Insurance lawyers who handle disability income policies will see two types of policies.
One is the policy purchased through employment of provided by the employer. The other type is the type purchased independent of employment, usually through an independent agent or in response to advertisements.
Those purchased through employment by the employee will often times be ERISA policies. ERISA stands for Employee Retirement Income Security Act. ERISA policies are governed by Federal law. All other types of disability income policies are governed by State law. ERISA policies are in a classification all their own. This blog is not discussing ERISA policies and a person needs to know which type is at issue.
Disability income policies typically specify an amount that will be paid in the event of a disability (as defined in the policy) and will pay a maximum length of time for which such benefits will be paid, such as $400 per month for up to 120 months.
An experienced insurance lawyer knows that the insured does not need to prove that he or she actually lost the amount of income protected. In other words, the benefits are payable even if the insured is unemployed at the time of the disability.

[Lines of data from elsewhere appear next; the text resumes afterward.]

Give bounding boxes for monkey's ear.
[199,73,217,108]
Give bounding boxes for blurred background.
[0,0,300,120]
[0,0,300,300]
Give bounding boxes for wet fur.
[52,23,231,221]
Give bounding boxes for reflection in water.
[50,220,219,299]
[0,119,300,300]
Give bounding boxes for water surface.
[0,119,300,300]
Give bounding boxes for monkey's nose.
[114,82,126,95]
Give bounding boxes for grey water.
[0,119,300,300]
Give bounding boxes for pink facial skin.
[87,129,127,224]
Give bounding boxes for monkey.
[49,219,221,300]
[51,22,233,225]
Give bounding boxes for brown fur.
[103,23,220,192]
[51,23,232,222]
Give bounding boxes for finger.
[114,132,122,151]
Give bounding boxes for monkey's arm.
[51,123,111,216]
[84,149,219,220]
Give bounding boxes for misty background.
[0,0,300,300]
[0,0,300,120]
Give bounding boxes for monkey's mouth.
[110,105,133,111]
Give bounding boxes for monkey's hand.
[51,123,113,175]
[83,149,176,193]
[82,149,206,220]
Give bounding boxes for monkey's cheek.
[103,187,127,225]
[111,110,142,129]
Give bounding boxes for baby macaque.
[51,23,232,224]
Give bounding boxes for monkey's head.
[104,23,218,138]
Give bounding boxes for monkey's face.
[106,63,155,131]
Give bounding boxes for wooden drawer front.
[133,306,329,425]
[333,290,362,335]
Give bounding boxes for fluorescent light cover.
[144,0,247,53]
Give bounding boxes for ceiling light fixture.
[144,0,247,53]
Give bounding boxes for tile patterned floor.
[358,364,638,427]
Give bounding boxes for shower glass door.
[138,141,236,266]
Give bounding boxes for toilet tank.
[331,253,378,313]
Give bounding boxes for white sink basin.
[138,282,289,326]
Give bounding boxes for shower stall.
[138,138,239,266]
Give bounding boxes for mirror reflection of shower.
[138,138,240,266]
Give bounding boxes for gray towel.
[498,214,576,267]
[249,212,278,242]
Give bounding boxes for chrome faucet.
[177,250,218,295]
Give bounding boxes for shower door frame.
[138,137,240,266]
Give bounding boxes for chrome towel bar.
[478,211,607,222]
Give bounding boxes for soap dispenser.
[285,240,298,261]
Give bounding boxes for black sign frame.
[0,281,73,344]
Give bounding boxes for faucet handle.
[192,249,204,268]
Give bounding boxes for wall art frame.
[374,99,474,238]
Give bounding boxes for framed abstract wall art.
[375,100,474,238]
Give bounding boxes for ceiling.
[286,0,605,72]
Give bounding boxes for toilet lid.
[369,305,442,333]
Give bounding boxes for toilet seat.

The test for “total disability” is whether a reasonably prudent person in the insured’s condition would, in the exercise of ordinary care, engage in the insured’s business. It is not necessary that the insured be immobile, bedridden, or totally unable to work before he or she can recover. This is what was stated in the 1966 opinion from the San Antonio Court of Appeals in the opinion styled, Occidental Life Ins. Co. v. Duncan.
A person has to be aware of exclusions in these policies and limitations that may apply based on the diagnosed disability.